At the end of June 2022, the Council of Europe reached an agreement to establish an Anti-Money Laundering Authority (AMLA) with the power to monitor high-risk and cross-border financial institutions. That put anend to the era of cryptocurrencies being out of control, closing in on major loopholes in Europe’s anti-money laundering rules.
The European Central Bank (ECB) is at war.
On July 12, the ECB published its studies on specific risks to the entire cryptocurrency market.
In particular, European Central Bank President Christine Lagard stated that the ECB will continue to assess the costs and benefits of issuing CBDCs to ensure people will still trust Fiat money. As the head of the general regulation-setting body for the MiCA, the ECB has fired the official shot representing the entire EU into the cryptocurrency legal sector.

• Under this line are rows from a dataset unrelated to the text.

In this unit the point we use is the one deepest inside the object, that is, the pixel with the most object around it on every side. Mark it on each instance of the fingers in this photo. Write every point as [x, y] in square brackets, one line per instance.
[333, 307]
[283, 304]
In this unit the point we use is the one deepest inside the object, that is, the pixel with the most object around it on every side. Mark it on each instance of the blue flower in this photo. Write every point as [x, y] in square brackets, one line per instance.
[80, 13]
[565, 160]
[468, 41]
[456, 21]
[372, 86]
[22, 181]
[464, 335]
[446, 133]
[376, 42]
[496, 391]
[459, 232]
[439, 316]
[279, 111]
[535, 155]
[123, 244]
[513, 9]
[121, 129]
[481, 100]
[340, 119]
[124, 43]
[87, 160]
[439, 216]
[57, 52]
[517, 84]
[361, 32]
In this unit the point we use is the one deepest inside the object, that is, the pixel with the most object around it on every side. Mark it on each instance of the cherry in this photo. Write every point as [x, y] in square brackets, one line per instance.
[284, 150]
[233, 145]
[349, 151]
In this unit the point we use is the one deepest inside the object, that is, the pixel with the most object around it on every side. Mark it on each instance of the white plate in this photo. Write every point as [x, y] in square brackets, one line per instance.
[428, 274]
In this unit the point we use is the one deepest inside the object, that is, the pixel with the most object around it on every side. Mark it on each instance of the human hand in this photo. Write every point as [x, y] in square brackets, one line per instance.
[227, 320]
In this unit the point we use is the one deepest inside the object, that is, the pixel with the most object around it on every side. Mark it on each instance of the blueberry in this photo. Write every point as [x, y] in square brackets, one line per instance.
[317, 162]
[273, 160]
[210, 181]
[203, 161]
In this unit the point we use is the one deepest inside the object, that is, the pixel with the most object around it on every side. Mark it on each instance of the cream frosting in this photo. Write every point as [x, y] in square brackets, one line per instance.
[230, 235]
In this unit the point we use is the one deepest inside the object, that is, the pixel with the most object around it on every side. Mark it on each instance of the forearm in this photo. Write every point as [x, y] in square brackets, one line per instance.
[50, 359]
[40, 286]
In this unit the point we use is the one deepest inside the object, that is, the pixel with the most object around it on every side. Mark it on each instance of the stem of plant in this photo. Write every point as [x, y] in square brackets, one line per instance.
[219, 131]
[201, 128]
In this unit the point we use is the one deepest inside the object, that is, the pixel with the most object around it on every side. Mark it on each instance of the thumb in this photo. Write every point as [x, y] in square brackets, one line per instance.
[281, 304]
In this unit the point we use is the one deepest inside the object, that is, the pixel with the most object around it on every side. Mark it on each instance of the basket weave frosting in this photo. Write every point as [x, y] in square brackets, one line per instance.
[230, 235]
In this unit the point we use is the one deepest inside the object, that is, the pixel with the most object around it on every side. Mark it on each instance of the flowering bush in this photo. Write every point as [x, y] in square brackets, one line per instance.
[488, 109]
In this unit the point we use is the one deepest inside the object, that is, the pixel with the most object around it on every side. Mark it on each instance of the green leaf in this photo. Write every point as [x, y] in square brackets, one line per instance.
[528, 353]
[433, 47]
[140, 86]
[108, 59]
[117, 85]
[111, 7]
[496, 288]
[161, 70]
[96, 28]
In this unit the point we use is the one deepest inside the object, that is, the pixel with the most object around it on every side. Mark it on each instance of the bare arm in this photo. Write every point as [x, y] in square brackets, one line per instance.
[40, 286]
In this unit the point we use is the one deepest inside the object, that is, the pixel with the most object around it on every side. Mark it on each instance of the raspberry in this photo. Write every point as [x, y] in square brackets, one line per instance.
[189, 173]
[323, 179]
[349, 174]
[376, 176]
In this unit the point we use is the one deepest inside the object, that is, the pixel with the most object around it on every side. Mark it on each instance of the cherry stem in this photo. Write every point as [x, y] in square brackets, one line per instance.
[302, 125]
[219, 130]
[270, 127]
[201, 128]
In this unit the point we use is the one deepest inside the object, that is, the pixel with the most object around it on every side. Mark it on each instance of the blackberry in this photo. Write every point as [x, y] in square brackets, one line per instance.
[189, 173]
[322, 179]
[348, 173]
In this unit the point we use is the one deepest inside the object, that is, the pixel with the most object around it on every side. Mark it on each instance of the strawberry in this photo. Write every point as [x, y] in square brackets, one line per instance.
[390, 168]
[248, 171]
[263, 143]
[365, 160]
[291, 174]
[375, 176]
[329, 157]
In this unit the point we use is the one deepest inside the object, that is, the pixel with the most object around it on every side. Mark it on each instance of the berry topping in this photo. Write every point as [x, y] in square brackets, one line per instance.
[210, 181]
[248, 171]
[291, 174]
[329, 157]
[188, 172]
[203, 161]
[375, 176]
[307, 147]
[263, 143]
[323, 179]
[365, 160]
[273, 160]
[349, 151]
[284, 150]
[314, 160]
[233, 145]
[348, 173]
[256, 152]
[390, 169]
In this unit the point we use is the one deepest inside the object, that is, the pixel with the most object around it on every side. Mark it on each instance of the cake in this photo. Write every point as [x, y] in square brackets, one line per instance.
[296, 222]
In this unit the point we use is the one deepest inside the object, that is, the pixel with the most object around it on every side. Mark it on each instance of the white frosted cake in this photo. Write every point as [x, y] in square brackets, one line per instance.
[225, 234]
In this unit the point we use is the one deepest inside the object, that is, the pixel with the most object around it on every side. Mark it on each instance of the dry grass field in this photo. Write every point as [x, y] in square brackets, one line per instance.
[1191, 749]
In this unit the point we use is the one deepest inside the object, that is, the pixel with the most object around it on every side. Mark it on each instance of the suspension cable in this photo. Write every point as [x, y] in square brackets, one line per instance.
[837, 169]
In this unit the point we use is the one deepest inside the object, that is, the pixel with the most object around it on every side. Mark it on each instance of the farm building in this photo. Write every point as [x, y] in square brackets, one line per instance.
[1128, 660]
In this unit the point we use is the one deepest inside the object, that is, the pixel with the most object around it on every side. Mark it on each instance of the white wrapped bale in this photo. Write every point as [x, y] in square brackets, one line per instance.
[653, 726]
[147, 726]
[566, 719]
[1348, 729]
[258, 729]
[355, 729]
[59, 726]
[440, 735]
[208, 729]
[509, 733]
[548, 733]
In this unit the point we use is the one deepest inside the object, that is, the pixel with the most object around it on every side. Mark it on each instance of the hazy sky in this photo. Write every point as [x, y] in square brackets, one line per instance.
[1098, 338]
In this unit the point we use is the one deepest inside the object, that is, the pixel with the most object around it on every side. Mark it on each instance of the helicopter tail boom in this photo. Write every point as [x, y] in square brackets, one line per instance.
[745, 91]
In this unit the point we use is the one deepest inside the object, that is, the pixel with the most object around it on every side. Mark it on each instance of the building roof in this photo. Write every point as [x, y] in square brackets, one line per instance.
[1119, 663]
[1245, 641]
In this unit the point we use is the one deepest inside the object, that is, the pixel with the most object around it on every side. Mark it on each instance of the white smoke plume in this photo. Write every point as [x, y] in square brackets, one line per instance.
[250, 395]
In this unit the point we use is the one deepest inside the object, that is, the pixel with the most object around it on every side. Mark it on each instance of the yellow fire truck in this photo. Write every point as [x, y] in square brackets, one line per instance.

In the report, the ECB stressed the need to take tough, appropriate measures in receiving Proof-Of-Stake in place of Proof-of-work to overcome the serious damage that PoW is causing to the environment.
The ECB argues that deFi protocols are actually still in a centralized state and Ponzi scheme, rather than of a decentralized nature. That is the cause of the collapse of lending platforms in particular and the liquidity crisis in the market in general.
Finally, the ECB affirmed the need to introduce strict regulatory regulations on stablecoins, especially after the incident that shocked the crypto industry that LUNA-UST.
How is the cryptocurrency market affected?
In the face of the EU’s tough moves, the cryptocurrency market has suffered negative impacts. However, this effect is only in the short term.
Cryptocurrencies have overcome many legal barriers during their formation and development, in order to gain widespread community recognition. In particular, typically the battle for more than 10 years in the Chinese market, however, Bitcoin and the entire market still exist, even growing rapidly.
Besides, the EU appears to be lagging behind in terms of regulation and reception compared to other regions such as the US and Asia. That contributes to mitigating the pressures on the overall market as the EU tightens its legal grip on cryptocurrencies.
In addition, the EU’s legal tightening of cryptocurrencies is a necessary step to help purify poor-quality projects, prevent risks, and set the stage for sustainable development.
Conclusion
Given the pressures that cryptocurrencies are facing from the EU, it is hoped that investors have an overview of the market to weigh in and make the right and informed investment decisions.